Failing using F5 LTM for all external IPs the next best fix is to setup or enable hairpin NAT on the firewall or router performing the external NAT. In an ideal world the F5 would monitor via the public IP address so that if the device performing NAT goes down the F5 correctly marks the system as down.
If all that is not possible and you must monitor the private address while handing out the public address then continue reading. The way to configure a generic host server/virtual server object for NAT translation is to use alias addresses a health monitor assigned to the public virtual server object. This should sound familiar from LTM, an alias address on a health monitor allows us to apply that health check to any arbitrary virtual server or server object in the GTM, while actually having the health check go to a different address/port.
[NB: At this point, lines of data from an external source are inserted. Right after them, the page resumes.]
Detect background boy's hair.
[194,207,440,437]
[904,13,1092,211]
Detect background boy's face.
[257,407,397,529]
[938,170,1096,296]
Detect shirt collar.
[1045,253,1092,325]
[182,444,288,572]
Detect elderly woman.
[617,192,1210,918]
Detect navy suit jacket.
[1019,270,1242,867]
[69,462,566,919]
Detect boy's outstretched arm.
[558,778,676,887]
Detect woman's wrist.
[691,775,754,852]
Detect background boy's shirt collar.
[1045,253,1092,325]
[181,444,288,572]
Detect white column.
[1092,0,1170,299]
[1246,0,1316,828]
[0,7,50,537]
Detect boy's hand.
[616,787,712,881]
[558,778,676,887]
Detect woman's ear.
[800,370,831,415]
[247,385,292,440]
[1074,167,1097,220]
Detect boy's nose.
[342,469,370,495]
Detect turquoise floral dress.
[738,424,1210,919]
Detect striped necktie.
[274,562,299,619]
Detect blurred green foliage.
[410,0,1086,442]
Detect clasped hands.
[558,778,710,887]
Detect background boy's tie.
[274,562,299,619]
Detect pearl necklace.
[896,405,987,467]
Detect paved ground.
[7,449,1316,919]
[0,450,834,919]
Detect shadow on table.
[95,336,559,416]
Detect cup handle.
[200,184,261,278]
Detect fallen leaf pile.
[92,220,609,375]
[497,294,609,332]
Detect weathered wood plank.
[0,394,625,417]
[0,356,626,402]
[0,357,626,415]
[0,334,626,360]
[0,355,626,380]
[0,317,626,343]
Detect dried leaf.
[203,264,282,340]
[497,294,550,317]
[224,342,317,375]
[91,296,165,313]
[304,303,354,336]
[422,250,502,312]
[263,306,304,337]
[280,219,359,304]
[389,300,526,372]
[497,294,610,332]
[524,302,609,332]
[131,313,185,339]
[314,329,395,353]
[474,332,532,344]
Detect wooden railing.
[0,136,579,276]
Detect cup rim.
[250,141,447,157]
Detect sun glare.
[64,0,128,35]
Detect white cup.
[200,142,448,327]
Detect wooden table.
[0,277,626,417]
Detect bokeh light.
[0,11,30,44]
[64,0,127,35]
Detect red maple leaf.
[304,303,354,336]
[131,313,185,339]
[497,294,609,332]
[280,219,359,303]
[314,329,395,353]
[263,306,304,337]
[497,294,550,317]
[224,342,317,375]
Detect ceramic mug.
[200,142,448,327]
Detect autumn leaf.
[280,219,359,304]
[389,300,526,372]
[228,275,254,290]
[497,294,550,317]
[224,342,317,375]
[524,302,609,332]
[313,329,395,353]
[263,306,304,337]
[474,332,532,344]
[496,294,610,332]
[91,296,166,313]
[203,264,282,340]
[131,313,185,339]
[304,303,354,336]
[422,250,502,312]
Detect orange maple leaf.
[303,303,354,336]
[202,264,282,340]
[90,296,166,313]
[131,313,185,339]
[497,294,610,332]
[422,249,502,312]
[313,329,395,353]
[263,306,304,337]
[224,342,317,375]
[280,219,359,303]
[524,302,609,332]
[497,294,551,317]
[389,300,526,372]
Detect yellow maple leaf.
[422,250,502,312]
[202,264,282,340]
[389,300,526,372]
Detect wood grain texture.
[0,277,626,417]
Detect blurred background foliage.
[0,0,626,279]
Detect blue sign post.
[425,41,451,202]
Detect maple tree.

The disadvantage of this configuration is that you’ll end up creating and maintaining a lot of very specific GTM monitors with address aliases for all of your NATed generic objects.
gtm monitor tcp-half-open /Common/GenericServer01-tcp-half-open {
defaults-from /Common/tcp_half_open
destination 172.20.1.31:80
interval 30
probe-attempts 3
probe-interval 1
probe-timeout 5
timeout 120
}
gtm server /Common/GenericServer01 {
addresses {
172.20.1.31 {
device-name GenericServer01
}
}
datacenter /Common/DataCenter01
monitor /Common/gateway_icmp
virtual-servers {
GenericServer01-external {
destination 192.0.2.31:80
monitor /Common/GenericServer01-tcp-half-open
}
GenericServer01-internal {
destination 172.20.1.31:80
monitor /Common/tcp_half_open
}
}
}- Note: Unfortunately, GTM monitors require a destination IP and port if a specific IP is used. Ideally we could configure a monitor with a specific destination address and a wildcard port.